The National Council of Young Israel, a New York-based group representing more than 150 Orthodox congregations in North America and Israel, will encourage members to fast March 17, according to the group’s executive vice president, Rabbi Pesach Lerner.
“I personally will be joining the fast,” Lerner said. “I believe there’s a crisis going on in Israel, and part of our response has to be prayer and fasting.”
Other Modern Orthodox and ultra-Orthodox organizations, including the Orthodox Union, the Rabbinical Council of America and the Agudath Israel of America, have not endorsed the fast.
Orthodox women who support the settlers are calling for Jewish women to recite Psalms during the Fast of Esther, on March 24, the day before the Purim holiday. The goal, according to a statement issued by organizers, is to “cry out together with the women of Gush Katif… and cry out to [God] to reverse the evil decrees against [the Land of Israel].”
Israeli security experts have issued warnings regarding the potential for violent resistance from fundamentalist settlers who oppose any Israeli withdrawal from Gaza or from the West Bank. Several pro-settler rabbis have issued decrees that Sharon’s disengagement plan violates Jewish law.
Hikind insisted that participants on his mission are not “talking about physically confronting authorities, but we have a right to show our support.

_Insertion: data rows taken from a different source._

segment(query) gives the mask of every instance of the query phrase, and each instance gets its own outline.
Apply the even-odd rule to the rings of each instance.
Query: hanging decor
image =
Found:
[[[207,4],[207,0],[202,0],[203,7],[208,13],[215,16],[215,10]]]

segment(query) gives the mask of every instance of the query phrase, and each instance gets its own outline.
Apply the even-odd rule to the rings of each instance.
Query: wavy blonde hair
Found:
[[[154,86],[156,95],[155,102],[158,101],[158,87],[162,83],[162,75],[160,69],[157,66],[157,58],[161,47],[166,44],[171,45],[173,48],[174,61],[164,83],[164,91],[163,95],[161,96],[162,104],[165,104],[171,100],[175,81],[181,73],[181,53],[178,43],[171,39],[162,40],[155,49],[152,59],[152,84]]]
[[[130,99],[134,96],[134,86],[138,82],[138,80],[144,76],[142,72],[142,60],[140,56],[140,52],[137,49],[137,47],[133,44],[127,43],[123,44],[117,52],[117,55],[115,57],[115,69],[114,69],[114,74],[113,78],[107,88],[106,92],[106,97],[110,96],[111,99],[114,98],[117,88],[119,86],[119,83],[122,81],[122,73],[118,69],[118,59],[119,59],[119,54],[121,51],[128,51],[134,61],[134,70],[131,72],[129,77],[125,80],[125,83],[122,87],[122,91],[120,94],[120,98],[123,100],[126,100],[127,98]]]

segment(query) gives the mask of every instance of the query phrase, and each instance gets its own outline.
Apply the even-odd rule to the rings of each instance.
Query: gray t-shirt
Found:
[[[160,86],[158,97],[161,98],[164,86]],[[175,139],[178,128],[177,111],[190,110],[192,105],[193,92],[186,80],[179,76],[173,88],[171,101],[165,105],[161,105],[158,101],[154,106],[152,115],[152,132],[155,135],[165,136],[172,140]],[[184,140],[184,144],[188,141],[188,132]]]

“We want to feel [the settlers’] pain. These are fine people, pioneers. They are not wild or crazy. Ariel Sharon wakes up on [the] wrong side of the bed one morning and proposes a unilateral withdrawal, which is not part of the peace process, and not Bush’s idea,” Hikind said. “Can you imagine people living in their homes and not knowing what their future is, not knowing what’s going to be in a couple of months?”